Wednesday, March 07, 2007

Google Print: A Numbers Game

The following post is written by Andrew Grabois who worked with me at Bowker and has (among other things) compiled bibliographic stats out of the Books In Print database for a number of years. His contact details are at the bottom of this article.

On February 6th, Google announced that the Princeton University library system agreed to participate in their Book Search Library Project. According to the announcement, Princeton and Google will identify one million works in the public domain for digitization. This follows the January 19th announcement that the University of Texas libraries, the fifth largest library in the U.S., also climbed on board the Library Project. Very quietly, the number of major research libraries participating in the project has more than doubled to twelve in the last two years. The seven new libraries will add millions of printed items to the tens of millions already held by the original five, and more fuel to the legal fire surrounding Google’s plan to scan library holdings and make the full texts searchable on the web.

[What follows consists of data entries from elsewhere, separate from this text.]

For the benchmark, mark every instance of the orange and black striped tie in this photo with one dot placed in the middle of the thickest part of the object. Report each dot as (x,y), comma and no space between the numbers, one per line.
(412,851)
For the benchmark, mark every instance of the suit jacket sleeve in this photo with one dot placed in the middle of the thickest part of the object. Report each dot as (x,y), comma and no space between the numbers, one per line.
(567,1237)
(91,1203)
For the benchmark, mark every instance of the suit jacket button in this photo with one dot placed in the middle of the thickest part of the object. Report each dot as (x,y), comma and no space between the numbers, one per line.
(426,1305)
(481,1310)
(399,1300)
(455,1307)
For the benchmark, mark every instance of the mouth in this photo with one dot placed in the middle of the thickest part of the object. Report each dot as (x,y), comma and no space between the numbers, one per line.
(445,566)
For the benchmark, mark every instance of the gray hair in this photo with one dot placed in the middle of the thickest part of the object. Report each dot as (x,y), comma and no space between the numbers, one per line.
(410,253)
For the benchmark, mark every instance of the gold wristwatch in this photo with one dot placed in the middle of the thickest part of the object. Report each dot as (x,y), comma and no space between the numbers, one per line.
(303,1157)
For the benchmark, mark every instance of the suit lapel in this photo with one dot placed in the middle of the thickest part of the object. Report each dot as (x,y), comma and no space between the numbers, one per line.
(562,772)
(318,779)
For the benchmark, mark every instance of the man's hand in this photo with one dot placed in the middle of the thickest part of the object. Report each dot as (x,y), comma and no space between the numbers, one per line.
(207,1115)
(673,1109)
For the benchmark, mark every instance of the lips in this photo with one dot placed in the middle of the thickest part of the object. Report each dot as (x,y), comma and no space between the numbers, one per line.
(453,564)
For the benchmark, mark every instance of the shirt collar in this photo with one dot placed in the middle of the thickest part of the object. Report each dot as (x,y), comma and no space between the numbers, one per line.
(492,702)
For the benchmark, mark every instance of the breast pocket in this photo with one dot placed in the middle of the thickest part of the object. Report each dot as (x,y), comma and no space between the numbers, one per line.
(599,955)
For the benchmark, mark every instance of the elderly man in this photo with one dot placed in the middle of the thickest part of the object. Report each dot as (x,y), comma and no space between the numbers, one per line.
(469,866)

The public discussion has been mostly one-sided, with Google supporters trying to hold the high moral ground. Their basic argument goes something like this: The universe of published works in the U.S. consists of some 32 million books. They argue that while 80 percent of these books were published after 1923, and, therefore, potentially protected by copyright, only 3 million of them are still in-print and available for sale. As a result, mountains of books have been unnecessarily consigned to obscurity.

No one has yet challenged the basic assumptions supporting this argument. Perhaps they’ve been scared off by Google’s reputation for creating clever algorithms that “organize the world’s information”. This one, though, doesn’t stand up to serious scrutiny.

The figures used by supporters of the Library Project come from a 2005 study undertaken by the Online Computer Library Center (OCLC), the largest consortium of libraries in the U.S. According to the OCLC study, its 20,000 member libraries hold 31,923,000 print books; the original five research libraries participating in the Google library scanning project hold over 18 million.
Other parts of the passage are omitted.